I'm not very good at using microscopes. Maybe that's one of the reasons I'm a chemist, not a biologist. The first problem is getting my eye to line up with that pesky small hole. The second problem is finding the right level of focus. If I'm focused in too much or out too much I don't see anything in the microscope at all. When I finally hit that magic level, everything comes crystal clear  and I feel like a veil has been removed.
 
The same thing happens when looking at how evolution works. There are different "levels" to the world, and what you see differs depending on which level you're focused on. If you're focused on the level of nucleotides and genes, not much appears repeatable. But if you move your focus up, to the level of organism and environment, repeatable parallels suddenly come into sharp focus.
 
A paper that just measured this is titled "The Effect of Selection Environment on the Probability of Parallel Evolution". Here's a quote:
 
"Briefly, we find that parallel evolution is very common at the highest level of biological organization we can study, fitness, and becomes less and less common as one descends down the hierarchy to phenotypes, genes, and nucleotides."
 
This paper repeated evolution of a bacterium through about 1000 generations 15 times, varying the type of sugar and the location of the sugar.
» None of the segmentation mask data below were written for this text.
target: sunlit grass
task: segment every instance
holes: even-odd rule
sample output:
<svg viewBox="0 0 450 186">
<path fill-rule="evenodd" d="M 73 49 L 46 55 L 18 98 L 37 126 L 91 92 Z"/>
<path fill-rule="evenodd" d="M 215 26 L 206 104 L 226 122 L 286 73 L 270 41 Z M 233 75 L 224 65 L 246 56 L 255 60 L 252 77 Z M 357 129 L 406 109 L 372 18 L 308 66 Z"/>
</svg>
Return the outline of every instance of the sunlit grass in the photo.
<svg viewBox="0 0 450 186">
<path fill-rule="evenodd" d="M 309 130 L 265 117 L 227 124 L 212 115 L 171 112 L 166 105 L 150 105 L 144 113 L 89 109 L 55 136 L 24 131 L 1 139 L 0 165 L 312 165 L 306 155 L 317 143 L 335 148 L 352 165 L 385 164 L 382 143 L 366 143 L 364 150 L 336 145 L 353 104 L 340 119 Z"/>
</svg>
The most interesting finding was that evolution was more parallel when three sugars were located in distinct places than when they were mixed throughout the environment. This suggests that evolution is more predictable if the environment is more varied (and therefore more "natural," like the real Earth is, with diverse nooks, crannies, and caves). As we learn more about the heterogeneity of the early Earth environment, it's worth keeping in mind that any such heterogeneity may have made evolution more predictable, not less.
 
Evolution does have a random component, especially at the lowest levels. But it becomes more ordered the higher you go, until when you look at all of Earth's history, in the context of the complex Earth environment, the result becomes more and more predictable. And always remember, if you can't see anything, try twisting that focus knob on the side of the microscope.